I started by creating a simple Iterator<String> that has infinite paths over a finite list of randomly generated strings. (That is: during initialization, it generates an array of _strings random strings of length b from a pool of c different characters. The first call to next() returns _strings[0] , the next call returns _strings[1] & hellip; (n + 1) -th call returns _strings[0] again.) The rows returned by this iterator were what I used in all calls to SortedSet<String>.add(...) and SortedSet<String>remove(...) .
Then I wrote a test method that takes an empty SortedSet<String> and loop d times. At each iteration, it adds e elements, then deletes f elements, and then iterates over the entire set. (As a health check, it keeps track of the given size using the return values add() and remove() , and when iterating over the entire set, it ensures that it finds the expected number of elements. That thereโs just something in the body of the loop.)
I don't think I need to explain what my main(...) method does. main(...)
I tried different values โโfor different parameters, and I found that sometimes ConcurrentSkipListSet<String> performed better, and sometimes TreeSet<String> , but the difference was no more than doubled. In general, ConcurrentSkipListSet<String> better when:
- a, b and / or c were relatively large. (I mean, within the ranges that I tested. My range ranged from 1000 to 10000, my b from 3 to 10, my c from 10 to 80. In general, the resulting set sizes ranged from about 450 to about 10000, with modes 666 and 6666, because I usually used e = 2 & lrm; f.) This suggests that
ConcurrentSkipListSet<String> does a little better than TreeSet<String> with larger sets and / or with more expensive comparisons lines. Trying to use specific values โโdesigned to tease these two factors, I got the impression that ConcurrentSkipListSet<String> noticeably better than TreeSet<String> with larger sets, and slightly less good with more expensive string mappings. (This is basically what you expect; the TreeSet<String> binary tree approach aims at the absolute minimum possible number of comparisons.) - e and f were small; that is, when I called
add(...) and remove(...) only a small number of times per iteration. (This is exactly what you predicted.) The exact pivot point depended on a, b, and c, but as a first approximation ConcurrentSkipListSet<String> performed better when e + f was less than about 10, and TreeSet<String> performed better when e + f is greater than about 20.

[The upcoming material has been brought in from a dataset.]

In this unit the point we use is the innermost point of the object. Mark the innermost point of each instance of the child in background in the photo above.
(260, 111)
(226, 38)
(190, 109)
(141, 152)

Of course, it was on a machine that might look different than yours, using the JDK, which might look different from yours, and use very artificial data that might look different from yours. I would recommend you do your own tests. Since Tree* and ConcurrentSkipList* implement Sorted* , you can easily try your code in both directions and see what you find.
For what I know, ConcurrentSkipList * are basically CAS based locks, so they shouldn't carry overhead [& hellip;]
I understand that this will depend on the machine. On some systems, locking may not be possible, in which case these classes will have to use locks. (But since you are not really multithreaded, even locks may not be that expensive. Of course, there are overheads for synchronization, but its main cost is a lock conflict and forced single-threading. This is not a problem for you. Again, I think you just need to check and see how the two versions work.)